It’s a new year, the House of Commons has sat for only half of its five-year constitutional limit, and the polls invite no one to seek an election. While opposition members of parliament tell their supporters that they loathe Stephen Harper, they’ve allowed him to become Canada’s longest-surviving minority government prime minister.
An election in 2011 makes no sense and still may not happen. The government is bound not to call an election; at least five provinces will have elections to keep party activists busy; and, most important to the opposition left, the polls show that they won’t win as divided parties and that they don’t have leaders that the people want to follow.
Yet despite what everyone knows, Liberal leader Michael Ignatieff and his supporters talk breathlessly of getting ready for an imminent election. This is not, however, the posture of a leader lusting to govern. Rather, it’s the ploy of an escapist.

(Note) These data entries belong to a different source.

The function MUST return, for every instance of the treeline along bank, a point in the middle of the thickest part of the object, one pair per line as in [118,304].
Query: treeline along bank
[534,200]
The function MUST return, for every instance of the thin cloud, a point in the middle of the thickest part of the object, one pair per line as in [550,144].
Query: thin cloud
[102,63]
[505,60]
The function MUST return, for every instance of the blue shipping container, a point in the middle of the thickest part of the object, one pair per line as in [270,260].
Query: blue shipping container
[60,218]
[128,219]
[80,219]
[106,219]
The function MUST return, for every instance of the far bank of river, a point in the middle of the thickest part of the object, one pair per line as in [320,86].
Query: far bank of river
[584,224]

Talking up an election, fretting about who’ll be on the campaign plane, simply locks in the status quo and avoids the real festering issue—what is to become of the Liberals and New Democrats, the latest Tweedledum and Tweedledee of Canadian national politics?
The New Democratic Party is no longer young or an aspiring replacement for the Liberal Party. On major questions they only differ by degree. Each is stronger than the other in different ridings across Canada. However, both have mature national organizations, develop policies according to what they see as the national interest, believe themselves to favour a slightly more independent Canada, accept the private sector as the principle source of economic growth, and—unlike the Conservatives—they both believe that the federal government must inspire a sense of national purpose by providing federal leadership on whatever ends up being called strategic.
Their policy divisions, within one Liberal-Democrat caucus, would probably look pretty manageable compared to the divisions that divided the Conservatives when they were out of power.
Furthermore, in terms of winning votes and seats in parliament, they would likely do much better together. Polls aren’t promises, but the latest data suggests that they’d have a good chance of winning the next election. The country would enjoy a close fight, a balance that would inspire both left and right to raise their game.
An analysis for The Globe and Mail by The-HundredEight.com’s Eric Grenier projected that a merger of the Liberals, the NDP, and the Greens would garner 44% of the popular vote against 41% for the Conservatives. Without the Greens, it’s reasonable to start out with the assumption that the two major parties of the left and the right would now be essentially tied. Both would have a chance at a majority and significant representation in every region, including Quebec.
What the left ought to be discussing in 2011 is not how to improve their pecking order in Ottawa, but how to unite.
The logical conclusion of such a process, unfortunately, would be a full-fledged open leadership convention. And Michael Ignatieff would rather face Stephen Harper in an unnecessary election than try to lead a united left.